His shortcomings were highlighted even further by the majestic solos of Uli Jon Roth (both solo and with Scorpions). I’m not a guitarist and I don’t have much love for solos that consist of nothing but math-precise lightning-fast shredding up and down some scale. UJR’s solos (and also the solos of Whitesnake) were music, enjoyable as parts of songs.

Symphony X was a letdown too, in that sense too. They play math-progressive symphonic metal so I expected the solos at least. What I didn’t expect was the horrible soundwork. Overamplified worse than what I’d ever heard at even Sex Machineguns shows (the only gigs where my ears’d ache), in front of the stage I couldn’t even hear the vocals just the noise of the guitars and the blasts of the bass drums. Once in the back in the other side of the stadium, the volume and balance reached almost-enjoyable levels, but the experience was ruined once and for all. It was so bad I didn’t even recognize some of the songs I knew until halfway in.
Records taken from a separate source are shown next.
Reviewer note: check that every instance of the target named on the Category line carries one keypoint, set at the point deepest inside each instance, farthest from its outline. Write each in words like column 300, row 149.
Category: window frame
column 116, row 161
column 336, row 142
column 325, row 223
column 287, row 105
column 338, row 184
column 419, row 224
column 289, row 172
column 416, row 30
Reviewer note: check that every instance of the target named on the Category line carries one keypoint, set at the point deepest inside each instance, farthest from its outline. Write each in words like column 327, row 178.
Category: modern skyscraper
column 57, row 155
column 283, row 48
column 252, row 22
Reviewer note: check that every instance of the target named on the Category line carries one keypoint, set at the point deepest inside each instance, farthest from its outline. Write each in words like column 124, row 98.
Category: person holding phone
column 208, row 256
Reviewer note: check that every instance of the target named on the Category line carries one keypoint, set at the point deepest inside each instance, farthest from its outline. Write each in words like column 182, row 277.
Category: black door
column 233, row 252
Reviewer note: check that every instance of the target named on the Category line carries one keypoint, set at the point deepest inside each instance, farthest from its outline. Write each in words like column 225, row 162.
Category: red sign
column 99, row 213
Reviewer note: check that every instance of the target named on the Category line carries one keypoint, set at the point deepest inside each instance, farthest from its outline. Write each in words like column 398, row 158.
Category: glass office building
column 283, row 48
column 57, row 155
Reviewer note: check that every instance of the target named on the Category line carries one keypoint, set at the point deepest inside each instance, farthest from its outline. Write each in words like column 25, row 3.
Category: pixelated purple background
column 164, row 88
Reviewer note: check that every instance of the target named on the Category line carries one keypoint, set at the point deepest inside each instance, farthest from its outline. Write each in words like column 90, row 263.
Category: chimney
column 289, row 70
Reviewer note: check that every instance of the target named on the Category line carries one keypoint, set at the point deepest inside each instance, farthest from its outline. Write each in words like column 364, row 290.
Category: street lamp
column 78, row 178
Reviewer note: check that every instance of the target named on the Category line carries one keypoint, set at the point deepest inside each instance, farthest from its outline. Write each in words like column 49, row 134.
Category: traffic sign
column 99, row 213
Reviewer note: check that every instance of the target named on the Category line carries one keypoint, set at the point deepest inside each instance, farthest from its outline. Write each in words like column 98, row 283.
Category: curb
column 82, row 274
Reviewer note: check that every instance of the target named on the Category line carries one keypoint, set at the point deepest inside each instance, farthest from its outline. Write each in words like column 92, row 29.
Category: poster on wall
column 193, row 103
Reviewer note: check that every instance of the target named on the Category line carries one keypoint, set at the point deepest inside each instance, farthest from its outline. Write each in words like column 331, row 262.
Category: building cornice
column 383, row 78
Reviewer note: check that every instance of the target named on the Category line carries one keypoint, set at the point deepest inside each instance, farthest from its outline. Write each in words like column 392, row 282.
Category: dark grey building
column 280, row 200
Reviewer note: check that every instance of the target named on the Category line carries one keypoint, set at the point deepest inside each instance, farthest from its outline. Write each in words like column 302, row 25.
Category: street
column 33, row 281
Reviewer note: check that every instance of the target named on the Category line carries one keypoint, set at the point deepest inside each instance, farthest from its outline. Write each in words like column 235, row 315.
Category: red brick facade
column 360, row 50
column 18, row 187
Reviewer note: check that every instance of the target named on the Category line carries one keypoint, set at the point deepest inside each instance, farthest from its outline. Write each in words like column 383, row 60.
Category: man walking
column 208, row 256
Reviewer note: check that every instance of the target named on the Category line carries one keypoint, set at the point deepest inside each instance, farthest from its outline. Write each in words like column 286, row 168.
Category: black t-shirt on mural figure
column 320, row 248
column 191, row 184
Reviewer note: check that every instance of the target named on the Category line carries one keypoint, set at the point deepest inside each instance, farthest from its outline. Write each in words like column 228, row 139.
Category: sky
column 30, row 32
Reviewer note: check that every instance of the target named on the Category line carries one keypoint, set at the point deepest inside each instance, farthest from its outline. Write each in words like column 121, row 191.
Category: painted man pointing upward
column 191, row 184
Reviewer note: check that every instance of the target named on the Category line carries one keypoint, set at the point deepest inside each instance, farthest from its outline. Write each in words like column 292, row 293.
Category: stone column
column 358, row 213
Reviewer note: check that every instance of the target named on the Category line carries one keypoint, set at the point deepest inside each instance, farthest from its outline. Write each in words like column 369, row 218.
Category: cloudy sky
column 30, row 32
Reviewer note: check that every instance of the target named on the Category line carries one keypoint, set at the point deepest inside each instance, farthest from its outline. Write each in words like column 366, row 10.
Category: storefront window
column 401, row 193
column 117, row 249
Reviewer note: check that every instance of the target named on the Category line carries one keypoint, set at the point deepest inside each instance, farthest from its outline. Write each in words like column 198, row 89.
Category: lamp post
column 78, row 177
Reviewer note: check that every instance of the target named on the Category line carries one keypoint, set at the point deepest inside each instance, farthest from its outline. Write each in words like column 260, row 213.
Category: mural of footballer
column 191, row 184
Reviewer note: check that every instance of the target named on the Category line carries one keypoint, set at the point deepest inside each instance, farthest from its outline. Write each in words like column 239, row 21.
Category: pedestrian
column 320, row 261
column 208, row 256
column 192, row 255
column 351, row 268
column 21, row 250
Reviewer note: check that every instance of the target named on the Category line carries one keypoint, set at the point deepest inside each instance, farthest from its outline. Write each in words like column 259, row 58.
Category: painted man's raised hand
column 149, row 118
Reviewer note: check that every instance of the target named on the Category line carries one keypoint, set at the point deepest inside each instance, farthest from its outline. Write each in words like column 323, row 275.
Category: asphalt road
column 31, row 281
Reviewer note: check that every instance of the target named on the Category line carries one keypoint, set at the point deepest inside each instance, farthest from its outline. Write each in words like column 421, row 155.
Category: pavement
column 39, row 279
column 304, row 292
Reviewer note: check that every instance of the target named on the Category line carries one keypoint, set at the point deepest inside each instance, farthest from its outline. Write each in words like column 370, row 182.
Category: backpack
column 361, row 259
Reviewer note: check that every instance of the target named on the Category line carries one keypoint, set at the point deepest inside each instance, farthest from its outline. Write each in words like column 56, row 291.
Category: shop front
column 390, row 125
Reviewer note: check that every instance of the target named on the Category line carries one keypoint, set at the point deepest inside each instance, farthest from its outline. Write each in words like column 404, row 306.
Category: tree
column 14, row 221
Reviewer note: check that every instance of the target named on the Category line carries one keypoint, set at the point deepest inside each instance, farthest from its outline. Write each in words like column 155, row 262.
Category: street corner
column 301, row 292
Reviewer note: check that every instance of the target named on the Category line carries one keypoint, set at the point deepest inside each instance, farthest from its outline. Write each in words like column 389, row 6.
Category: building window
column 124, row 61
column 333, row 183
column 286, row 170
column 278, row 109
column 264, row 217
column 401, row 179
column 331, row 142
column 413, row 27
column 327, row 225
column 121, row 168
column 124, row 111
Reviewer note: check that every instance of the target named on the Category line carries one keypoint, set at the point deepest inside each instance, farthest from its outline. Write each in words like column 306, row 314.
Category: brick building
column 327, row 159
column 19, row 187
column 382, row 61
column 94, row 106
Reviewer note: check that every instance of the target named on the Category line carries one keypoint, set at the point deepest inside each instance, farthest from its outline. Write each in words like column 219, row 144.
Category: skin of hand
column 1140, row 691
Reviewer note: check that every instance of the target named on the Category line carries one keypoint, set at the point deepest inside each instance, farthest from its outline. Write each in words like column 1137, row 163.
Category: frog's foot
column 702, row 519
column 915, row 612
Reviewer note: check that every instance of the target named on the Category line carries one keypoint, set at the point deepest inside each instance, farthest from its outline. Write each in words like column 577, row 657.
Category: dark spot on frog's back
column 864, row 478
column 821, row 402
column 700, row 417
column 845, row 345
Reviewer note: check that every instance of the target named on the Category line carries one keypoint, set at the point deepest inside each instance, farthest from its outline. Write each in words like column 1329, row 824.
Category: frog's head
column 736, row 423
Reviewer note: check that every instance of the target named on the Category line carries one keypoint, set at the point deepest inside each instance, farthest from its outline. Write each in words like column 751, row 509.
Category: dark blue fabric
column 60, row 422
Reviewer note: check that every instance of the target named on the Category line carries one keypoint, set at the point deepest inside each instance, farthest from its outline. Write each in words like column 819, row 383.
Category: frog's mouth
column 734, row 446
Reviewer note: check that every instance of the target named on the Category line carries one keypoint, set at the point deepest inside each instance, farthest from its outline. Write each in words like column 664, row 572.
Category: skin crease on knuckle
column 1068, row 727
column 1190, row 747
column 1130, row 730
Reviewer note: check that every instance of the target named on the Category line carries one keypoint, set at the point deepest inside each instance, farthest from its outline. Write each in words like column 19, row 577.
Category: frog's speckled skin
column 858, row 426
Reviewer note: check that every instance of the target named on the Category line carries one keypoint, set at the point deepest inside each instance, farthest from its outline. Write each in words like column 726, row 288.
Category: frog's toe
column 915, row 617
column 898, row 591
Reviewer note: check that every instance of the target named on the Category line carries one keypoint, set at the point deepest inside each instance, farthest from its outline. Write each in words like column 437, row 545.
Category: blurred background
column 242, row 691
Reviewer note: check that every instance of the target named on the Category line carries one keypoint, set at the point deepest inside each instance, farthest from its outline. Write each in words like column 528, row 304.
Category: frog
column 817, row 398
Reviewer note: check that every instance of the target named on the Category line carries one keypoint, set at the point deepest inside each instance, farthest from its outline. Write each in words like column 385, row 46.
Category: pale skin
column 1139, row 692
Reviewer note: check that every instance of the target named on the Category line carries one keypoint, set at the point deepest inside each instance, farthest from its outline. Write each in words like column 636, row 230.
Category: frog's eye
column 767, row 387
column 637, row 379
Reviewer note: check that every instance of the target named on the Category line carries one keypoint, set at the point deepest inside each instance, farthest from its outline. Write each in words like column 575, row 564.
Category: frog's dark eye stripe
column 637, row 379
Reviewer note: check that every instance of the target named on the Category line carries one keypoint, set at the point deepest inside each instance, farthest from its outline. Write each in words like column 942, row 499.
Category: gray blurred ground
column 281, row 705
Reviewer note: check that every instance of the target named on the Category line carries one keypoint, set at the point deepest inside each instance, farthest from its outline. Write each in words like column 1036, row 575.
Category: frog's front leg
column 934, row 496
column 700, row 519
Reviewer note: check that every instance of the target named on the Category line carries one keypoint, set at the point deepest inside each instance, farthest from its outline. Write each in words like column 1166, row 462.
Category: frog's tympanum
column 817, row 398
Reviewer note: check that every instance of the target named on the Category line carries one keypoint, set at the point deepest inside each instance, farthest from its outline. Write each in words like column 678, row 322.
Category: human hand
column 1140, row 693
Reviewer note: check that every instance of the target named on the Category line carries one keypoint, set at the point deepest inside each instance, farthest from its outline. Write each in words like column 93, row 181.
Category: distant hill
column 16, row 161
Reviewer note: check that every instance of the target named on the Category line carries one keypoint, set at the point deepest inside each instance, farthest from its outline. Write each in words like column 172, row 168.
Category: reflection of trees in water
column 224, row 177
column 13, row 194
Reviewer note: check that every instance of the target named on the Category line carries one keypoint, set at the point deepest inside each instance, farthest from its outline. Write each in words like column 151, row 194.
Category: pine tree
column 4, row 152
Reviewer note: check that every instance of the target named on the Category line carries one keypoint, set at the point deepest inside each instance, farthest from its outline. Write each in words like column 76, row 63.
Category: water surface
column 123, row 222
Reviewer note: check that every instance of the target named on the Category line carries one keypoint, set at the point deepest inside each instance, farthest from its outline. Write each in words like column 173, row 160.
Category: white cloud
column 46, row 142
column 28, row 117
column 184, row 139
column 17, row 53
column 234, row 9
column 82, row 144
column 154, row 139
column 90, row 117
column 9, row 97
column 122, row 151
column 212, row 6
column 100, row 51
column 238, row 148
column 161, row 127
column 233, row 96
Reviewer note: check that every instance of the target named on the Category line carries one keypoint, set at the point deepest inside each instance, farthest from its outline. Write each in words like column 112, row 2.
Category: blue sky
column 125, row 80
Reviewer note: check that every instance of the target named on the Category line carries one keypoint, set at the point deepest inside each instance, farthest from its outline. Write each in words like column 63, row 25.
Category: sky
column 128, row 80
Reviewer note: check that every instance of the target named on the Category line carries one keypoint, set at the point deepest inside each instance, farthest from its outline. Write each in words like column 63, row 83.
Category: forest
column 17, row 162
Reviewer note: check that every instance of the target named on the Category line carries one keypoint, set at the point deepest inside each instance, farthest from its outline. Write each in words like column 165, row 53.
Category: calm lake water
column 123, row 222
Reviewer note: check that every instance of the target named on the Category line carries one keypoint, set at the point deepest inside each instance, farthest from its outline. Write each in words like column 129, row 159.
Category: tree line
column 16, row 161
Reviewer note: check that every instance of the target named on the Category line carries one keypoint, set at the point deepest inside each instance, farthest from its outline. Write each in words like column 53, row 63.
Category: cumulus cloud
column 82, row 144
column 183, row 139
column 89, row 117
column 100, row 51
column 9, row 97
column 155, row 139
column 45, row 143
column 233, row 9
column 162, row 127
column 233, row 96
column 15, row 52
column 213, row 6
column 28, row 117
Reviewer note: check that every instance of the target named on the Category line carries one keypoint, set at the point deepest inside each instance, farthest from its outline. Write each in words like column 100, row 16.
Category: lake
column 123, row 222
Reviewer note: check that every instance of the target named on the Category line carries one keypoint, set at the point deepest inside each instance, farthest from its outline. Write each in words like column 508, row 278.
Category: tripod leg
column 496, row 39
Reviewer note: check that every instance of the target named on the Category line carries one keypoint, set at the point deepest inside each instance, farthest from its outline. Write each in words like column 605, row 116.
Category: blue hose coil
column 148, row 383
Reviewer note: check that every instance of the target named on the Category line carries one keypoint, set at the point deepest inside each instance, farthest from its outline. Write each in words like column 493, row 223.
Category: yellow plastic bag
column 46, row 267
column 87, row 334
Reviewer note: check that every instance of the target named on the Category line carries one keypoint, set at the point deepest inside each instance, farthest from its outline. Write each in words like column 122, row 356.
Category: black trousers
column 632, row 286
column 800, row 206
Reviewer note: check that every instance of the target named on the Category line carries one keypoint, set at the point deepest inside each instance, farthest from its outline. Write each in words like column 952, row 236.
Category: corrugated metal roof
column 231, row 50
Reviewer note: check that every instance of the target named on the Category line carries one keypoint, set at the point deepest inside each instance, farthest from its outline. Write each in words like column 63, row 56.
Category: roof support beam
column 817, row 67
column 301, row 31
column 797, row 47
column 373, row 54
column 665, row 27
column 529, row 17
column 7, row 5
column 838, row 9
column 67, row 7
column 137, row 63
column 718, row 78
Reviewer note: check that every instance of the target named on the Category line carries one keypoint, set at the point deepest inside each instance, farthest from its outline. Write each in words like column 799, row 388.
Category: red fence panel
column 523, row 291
I don’t want to sound negative, because I enjoyed Loud Park a lot. It’s just that it’s easier to complain lengthily than sing odes about how great a show was. And most of them were great. It’s been ages since I last saw Nightwish live, and while the singer’s changed again since then, their songs have not. As for Killswitch Engage, I just know the band by name, and what kind of music they play, but not a single one of their songs. The great thing about their kind of music is that if you’ve got a basic sense of rhythm you can go nuts nonetheless, they’re so moshable.

And that happened alright, so much my knees got wrecked and I could barely walk properly for a week afterward. It was a great party! Totally worth.